4. Public education.
Manchin knows, firsthand, the value of a public education. He attended West Virginia University, the state’s flagship public university after graduating from public schools in the small West Virginia town of Farmington. And he believes that public school should be public. He voted against confirming Trump’s education Secretary Betsy DeVos for that reason. In an op/ed for the Charleston Gazette-Mail, he wrote:
A strong education is the building block for success for every child and the foundation for our country’s long-term economic strength. We need to do more at every level to ensure that all of our children receive a high-quality, well-rounded education that prepares them for college and a career. This includes choosing the right person to lead our Department of Education, and Betsy DeVos does not make the grade in West Virginia.
Manchin was right. DeVos’s Education Department was sued a record 455 times and generally tried to privatize public schools, disinvest in secondary education, and dismantle equity-oriented policies.
High quality public education is critical to building a West Virginia that can compete in an increasingly information-driven economy. But in the aftermath of the COVID-19 pandemic, public schools are struggling. West Virginia needs an education hero—and Joe Manchin can be that hero. That means supporting teachers and paying them a strong wage, rebuilding decrepit school buildings and infrastructure like playgrounds, busses, and other facilities, and investing in ancillary school services, like school nurses and social workers, and more nutritious school meals. This should be a priority for the people of West Virginia, whose future depends on building human capital in the state. It should also be a priority for Joe Manchin’s Senate.
Not only does the nature of the health insurance industry, itself, exclude low-income people from health insurance—but the cost of insurance is such an anchor on American industry that it helps accelerate the automation and offshoring that have hollowed out jobs in these communities.

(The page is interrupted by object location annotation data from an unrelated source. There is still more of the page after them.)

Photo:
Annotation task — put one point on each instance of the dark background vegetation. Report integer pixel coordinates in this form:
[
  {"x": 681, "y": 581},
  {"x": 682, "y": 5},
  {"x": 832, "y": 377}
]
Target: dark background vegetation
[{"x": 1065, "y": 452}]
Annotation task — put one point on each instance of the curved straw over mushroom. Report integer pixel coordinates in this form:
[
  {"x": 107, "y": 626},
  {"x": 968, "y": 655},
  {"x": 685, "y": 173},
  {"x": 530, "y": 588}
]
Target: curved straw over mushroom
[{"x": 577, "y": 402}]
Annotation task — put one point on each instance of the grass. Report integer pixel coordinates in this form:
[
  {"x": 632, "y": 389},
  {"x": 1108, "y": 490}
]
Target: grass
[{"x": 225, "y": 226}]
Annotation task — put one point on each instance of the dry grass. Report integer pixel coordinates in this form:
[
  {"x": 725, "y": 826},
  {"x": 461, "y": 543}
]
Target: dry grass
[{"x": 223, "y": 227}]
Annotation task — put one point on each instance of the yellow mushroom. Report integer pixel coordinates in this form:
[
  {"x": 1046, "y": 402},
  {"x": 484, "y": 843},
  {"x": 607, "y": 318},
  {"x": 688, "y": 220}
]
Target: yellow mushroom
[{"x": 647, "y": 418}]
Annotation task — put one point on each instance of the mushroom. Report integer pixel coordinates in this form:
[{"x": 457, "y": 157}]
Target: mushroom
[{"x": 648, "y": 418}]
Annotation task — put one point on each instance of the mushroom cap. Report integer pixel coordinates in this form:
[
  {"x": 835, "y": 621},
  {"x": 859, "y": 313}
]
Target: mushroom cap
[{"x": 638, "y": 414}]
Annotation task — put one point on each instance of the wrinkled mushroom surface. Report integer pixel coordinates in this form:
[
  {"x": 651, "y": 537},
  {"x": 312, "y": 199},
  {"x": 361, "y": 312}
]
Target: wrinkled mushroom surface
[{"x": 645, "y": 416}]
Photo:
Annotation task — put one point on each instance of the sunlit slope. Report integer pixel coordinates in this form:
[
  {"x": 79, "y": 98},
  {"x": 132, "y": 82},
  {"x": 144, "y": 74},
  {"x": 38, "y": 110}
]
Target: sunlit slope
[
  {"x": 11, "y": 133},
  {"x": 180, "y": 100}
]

Now, I know that we’re probably not going to get Manchin to be a hero for Medicare for All anytime soon—though if he truly cared about what ails his state, he would be. Few states would benefit as much as his considering the poverty, high rate of uninsurance, and the constellation of diseases West Virginians face. But, he could at least lead on Joe Biden’s public option. Though it’s nowhere as comprehensive as Medicare for All, the public option Biden ran on (I know because I helped write the platform) includes generous subsidies for low-income Americans, guaranteeing zero premiums or deductibles for people earning less than 200% of the federal poverty line (which would be $52,000 for a family of four). Given West Virginia’s median family income is a mere $46,711, that would mean more than 50% of West Virginians would get free healthcare through the federal government.
Though Manchin may never become the Bernie Sanders or Elizabeth Warren we wish he might, there are clear opportunities to work together to accomplish progressive goals. However, all of these goals are contingent on democracy doing its work. And right now, the filibuster is probably the biggest impediment to the work of democracy. So, even beyond his choices to champion any of the policies above, Manchin has one choice that is most important of all—to progressive legislation and to our opportunity to deliver policies that advance the wellbeing of the people of West Virginia: abolishing the filibuster. Without it, Manchin might as well tell the people he serves that he chose the customs of Washington over them.